Misunderstanding at the heart of kneeling athletes controversy

Sep 29, 2017 | 3:25 PM

KAMLOOPS — Those arguing the heated “kneeling during the national anthem” debate are on two different pages, and could benefit from understanding the terms of reference.

More and more NFL players are kneeling during the pre-game playing of the Star-Spangled Banner, a movement started by quarterback Colin Kaepernick last year.

Since then, Kaepernick has been effectively black-balled.

He is a free agent, and it seems no team wants to be at the centre of the controversy he might bring, even though Kaepernick is far better than many quarterbacks employed in the league today.

While Kaepernick’s movement has divided fans into camps of supporters and opponents, many more would be supporters if they simply understood what is actually happening — what it is players are protesting.

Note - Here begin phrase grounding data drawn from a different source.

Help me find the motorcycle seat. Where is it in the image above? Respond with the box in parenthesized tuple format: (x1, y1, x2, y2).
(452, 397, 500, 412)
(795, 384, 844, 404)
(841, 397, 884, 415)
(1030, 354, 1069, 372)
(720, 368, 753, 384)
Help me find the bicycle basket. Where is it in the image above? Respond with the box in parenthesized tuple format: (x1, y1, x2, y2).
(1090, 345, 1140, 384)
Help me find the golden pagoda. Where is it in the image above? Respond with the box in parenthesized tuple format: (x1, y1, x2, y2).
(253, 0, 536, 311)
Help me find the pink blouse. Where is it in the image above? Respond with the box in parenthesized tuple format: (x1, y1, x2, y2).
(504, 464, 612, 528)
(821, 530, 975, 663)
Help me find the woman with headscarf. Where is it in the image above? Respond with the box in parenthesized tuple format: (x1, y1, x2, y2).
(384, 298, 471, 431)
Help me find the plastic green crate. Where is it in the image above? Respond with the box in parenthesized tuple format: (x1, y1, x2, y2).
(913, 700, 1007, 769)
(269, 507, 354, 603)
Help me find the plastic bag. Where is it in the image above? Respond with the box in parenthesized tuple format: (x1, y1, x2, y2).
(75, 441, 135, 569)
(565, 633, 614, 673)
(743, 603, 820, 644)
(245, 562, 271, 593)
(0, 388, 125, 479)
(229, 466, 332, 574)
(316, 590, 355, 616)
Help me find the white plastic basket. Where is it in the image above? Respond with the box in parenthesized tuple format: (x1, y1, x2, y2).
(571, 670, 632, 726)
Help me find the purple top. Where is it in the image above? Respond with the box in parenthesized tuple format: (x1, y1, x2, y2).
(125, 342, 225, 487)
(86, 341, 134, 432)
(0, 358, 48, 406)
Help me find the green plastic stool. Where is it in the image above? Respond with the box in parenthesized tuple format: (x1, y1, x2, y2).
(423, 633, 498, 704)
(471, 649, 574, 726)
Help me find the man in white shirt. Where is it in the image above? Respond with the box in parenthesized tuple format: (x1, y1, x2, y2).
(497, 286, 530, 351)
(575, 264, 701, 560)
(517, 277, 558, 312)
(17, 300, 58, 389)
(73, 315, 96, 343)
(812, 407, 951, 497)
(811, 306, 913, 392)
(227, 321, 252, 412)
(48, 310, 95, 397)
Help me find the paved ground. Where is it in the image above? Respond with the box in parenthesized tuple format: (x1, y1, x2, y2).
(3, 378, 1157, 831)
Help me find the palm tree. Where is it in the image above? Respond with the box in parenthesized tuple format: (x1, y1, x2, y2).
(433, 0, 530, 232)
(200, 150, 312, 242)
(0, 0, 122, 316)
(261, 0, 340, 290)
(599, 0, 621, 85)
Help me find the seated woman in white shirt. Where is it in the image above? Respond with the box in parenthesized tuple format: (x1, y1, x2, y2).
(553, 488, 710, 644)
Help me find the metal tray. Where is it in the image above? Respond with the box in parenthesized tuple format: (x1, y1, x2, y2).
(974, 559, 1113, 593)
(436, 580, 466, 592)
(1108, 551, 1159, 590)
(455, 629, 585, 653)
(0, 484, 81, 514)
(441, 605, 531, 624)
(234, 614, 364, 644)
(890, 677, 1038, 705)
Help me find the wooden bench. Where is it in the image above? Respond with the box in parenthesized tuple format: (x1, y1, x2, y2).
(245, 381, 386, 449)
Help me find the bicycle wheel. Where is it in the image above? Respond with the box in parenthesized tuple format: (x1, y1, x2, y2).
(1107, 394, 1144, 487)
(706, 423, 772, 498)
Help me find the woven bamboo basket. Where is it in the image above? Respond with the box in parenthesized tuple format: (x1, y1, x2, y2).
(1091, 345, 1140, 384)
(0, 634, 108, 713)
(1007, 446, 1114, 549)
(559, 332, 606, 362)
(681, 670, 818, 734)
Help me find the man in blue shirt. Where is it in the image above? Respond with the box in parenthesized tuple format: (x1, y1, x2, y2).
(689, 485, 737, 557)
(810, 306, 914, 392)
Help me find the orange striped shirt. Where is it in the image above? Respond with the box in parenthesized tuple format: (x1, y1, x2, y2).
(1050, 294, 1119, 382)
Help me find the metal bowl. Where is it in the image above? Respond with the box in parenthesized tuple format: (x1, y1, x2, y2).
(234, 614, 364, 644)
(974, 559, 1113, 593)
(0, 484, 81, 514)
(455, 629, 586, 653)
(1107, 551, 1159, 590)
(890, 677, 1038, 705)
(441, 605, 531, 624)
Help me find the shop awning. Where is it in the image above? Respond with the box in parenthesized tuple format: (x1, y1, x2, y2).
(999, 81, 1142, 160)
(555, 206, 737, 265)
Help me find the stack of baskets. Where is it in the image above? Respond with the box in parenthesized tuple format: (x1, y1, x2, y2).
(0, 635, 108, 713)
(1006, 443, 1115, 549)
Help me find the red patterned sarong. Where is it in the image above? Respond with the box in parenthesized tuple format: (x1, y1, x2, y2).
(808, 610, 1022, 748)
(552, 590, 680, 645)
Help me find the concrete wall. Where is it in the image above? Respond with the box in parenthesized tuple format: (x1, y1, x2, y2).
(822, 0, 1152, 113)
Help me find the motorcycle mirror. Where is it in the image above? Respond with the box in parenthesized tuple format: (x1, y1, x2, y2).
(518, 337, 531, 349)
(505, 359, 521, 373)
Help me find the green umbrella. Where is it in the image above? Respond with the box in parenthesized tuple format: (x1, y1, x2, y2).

The players are not protesting the national anthem, nor are they protesting the flag.

They recognize the anthem and the flag are iconography, symbols that represent something greater.

Symbols are not, in and of themselves, sacred.

Instead, they point to a set of ideals that America has striven to exemplify.

They represent equality, opportunity and freedom.

Those words are the targets of protesters, not the flag itself, nor the anthem.

People kneeling during the anthem feel opportunities and freedom are not equal in a country where you can be shot just for being black, and where the president can’t even forcfully condemn white supremacists.

The most confusing opposition to the protests has come from veterans and troops.

They didn’t fight for the flag and the anthem.

They fought for equality, opportunity and freedom – including the freedom of expression and peaceful protest.

Kneeling football players aren’t disrespecting the troops – they’re joining them by fighting the battle for freedoms peacefully, and on a different front.

By not standing during the anthem, they are doing something unorthodox to raise an issue into the public consciousness, and it has worked.

If you don’t like what those kneeling football players are doing, then perhaps it’s you who is not standing with the troops.